How do you use the limit comparison test to determine if #Sigma (n+3)/(n(n+2))# from #[1,oo)# is convergent or divergent?

Question

Charles Anctil · Accepted Answer

The series:

#sum_(n=0)^oo (n+3)/(n(n+2))#

is divergent.

Note that: #(n+3)/(n+2) = (n+2+1)/(n+2) = 1+1/(n+2) > 1# Then: #(n+3)/(n(n+2)) > 1/n# and as the harmonic series: #sum_(n=0)^oo 1/n # is divergent, by direct comparison also the series: #sum_(n=0)^oo (n+3)/(n(n+2))# is divergent.

William Abdalla · Answer

undefined To use the limit comparison test, you select a known series that behaves similarly to the given series.
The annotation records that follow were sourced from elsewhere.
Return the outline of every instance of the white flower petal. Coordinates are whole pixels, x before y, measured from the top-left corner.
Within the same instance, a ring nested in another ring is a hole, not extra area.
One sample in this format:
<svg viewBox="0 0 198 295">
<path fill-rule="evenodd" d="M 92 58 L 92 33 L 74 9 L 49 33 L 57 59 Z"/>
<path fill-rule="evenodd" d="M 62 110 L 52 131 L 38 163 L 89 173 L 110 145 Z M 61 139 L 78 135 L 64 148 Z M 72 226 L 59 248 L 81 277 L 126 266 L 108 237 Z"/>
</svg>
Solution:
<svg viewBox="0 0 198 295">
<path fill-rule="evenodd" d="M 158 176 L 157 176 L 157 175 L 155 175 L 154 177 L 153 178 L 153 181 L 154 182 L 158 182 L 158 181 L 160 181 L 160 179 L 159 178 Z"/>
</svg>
In this case, we'll compare the series $ \sum_{n=1}^{\infty} \frac{n+3}{n(n+2)} $ to a known series $ \sum_{n=1}^{\infty} \frac{1}{n} $.

Then, compute the limit:

$$ \lim_{n \to \infty} \frac{(n+3)/(n(n+2))}{1/n} $$

If this limit equals a finite, positive number, then both series converge or diverge together. If it equals zero, the given series converges. If it's infinity or undefined, the given series diverges.

Let's compute the limit:

$$ \lim_{n \to \infty} \frac{(n+3)/(n(n+2))}{1/n} = \lim_{n \to \infty} \frac{(n+3)(n)}{n(n+2)} $$

$$ = \lim_{n \to \infty} \frac{n^2 + 3n}{n^2 + 2n} = \lim_{n \to \infty} \frac{1 + 3/n}{1 + 2/n} $$

$$ = \frac{1}{1} = 1 $$

Since the limit is a finite positive number, the given series $ \sum_{n=1}^{\infty} \frac{n+3}{n(n+2)} $ behaves similarly to the known series $ \sum_{n=1}^{\infty} \frac{1}{n} $. Therefore, both series either converge or diverge together. As the known series $ \sum_{n=1}^{\infty} \frac{1}{n} $ diverges (harmonic series), by the limit comparison test, the given series $ \sum_{n=1}^{\infty} \frac{n+3}{n(n+2)} $ also diverges.